ISSUE 18 ARCHIVE - MARINE ARCHAEOLOGY

You can’t get very far off the coast

of England before you bump into a shipwreck: we have wrecks off our coast dating back to the Bronze Age. These are witness to hundreds, if not thousands of years of trade in cargo, people and ideas – and wars. They and their artifacts can tell stories that even the history books can’t.

Now a new PADI speciality course set up and run by the Maritime Archaeology Sea Trust (MAST) aims to help you understand what you are seeing and equip you with the basics of underwater archaeology, how to record and understand what you are seeing.

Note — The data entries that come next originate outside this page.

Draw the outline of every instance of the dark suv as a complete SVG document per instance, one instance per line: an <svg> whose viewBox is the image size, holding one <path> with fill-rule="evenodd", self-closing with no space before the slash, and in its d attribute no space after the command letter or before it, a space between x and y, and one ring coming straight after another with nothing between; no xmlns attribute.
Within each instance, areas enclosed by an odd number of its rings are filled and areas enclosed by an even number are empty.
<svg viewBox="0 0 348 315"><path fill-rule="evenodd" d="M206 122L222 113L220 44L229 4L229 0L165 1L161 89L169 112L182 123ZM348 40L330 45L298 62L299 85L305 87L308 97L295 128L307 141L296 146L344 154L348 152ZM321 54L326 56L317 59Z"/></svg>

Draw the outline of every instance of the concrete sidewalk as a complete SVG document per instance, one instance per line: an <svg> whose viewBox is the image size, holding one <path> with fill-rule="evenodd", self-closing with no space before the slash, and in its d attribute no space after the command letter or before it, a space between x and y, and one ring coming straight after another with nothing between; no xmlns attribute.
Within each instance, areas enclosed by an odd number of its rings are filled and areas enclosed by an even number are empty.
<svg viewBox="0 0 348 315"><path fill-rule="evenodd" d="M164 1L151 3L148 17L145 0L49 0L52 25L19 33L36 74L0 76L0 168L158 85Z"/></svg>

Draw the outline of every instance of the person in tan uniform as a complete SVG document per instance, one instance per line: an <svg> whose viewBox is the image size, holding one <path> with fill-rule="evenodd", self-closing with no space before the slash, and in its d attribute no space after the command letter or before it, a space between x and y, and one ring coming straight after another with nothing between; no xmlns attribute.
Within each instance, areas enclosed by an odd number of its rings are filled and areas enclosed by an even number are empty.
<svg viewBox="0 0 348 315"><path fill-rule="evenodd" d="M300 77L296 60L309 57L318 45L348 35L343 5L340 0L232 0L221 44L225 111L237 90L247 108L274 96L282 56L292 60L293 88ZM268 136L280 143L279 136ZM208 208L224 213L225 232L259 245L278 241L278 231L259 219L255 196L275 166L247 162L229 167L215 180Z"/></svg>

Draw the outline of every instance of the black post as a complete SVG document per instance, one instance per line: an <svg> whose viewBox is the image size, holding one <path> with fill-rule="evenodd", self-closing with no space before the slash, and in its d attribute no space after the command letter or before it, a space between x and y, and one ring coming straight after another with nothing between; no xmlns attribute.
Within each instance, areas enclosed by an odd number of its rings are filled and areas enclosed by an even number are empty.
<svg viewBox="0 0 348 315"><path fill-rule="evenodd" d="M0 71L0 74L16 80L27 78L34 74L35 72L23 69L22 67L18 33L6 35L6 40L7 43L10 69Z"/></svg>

The course is written and designed by maritime archaeologists with experience in a great range of underwater sites around the world. It is all part of a greater mission of course, to recruit a new generation of eyes and ears to look after our underwater cultural heritage. The only hope we have of preserving our future is by learning from our past, by recording and appreciating our wrecks – these vessels represented society’s most developed

or technologically advanced piece of equipment, comparable to today’s space exploration.

Enter the vast amphibian army of fearless British sports divers. Armed with little more than tape measures and cameras, students will learn over two days just how much of a difference they can make in preserving our underwater heritage.

The course is taught in Plymouth and since the practical diving sessions take place in a sheltered water training area, no foul weather or badly timed tide can stop us. Students are taken through the basics of simple yet crucial recording techniques used by archaeologists the world over.

An introduction to the laws governing divers and underwater archaeology is also included, and very often visiting lecturers from the maritime archaeology world will give a talk on their experiences. Recently students have had the chance to hear Pete McBride discuss the work on the Coronation shipwreck and Dave Parham speak about the excavation of the Swash Channel wreck, the biggest shipwreck excavation since the Mary Rose.

The course costs £185 for the two days. The price also includes a reduced price voucher to dive the Coronation protected wreck site, guided by one of the licensees, an expert on the site and its history. All the profits from the course are donated to MAST to contribute to underwater heritage research projects. PADI instructors, who would like to teach it themselves, are encouraged to discuss this with their instructor.